The last time he tried to contribute code was more than a little embarrassing.
He managed to be on the ground at the right time for the whole free software and hacker culture thing, but as far as actual coding goes, he's nothing special.
Why did you feel it neccesary to criticize his coding skills when we are discussing a semi-humorous piece of writing though? Does Reymond's skill or lack thereof these days effect whether the Unix Koans are worthwhile? If there's something wrong or inaccurate in them surely you could point that out rather than proceeding straight to criticizing their source.
I'm having trouble understanding your comments here as anything other than defensiveness or elitism.
Whether or not he is a good programmer or not is sort of irrelevant. I think he exaggerates his position as "spokesperson of hackers everywhere", and it is occasionally annoying (although more often I do enjoy his writing).

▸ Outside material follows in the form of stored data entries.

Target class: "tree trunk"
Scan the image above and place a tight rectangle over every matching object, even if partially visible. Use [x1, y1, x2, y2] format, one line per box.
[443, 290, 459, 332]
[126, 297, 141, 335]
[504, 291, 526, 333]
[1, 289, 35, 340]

What connore said, that and hackerne.ws appears to be turning into a rather uncritical bunch of cheerleading, rather than any real sensible evaluation of what's in front of them.
This community is starting to feel more like slashdot and TechCrunch collaborated on a sister site than a bastion of valuable conversation.
When was the last time he tried to contribute code and how was it embarrassing? Actually, you'll need more than one example. You may well be right, but until you provide evidence, your assertions are baseless ad-hominem and I think less of you, not him.
Hey, come on... fetchmail deleted a lot of my mail back when I used POP3 over dialup. Without fetchmail, who would have been motivated enough to write offlineimap!?
He managed to be on the ground at the right time for the whole free software and hacker culture thing, but as far as actual coding goes, he's nothing special.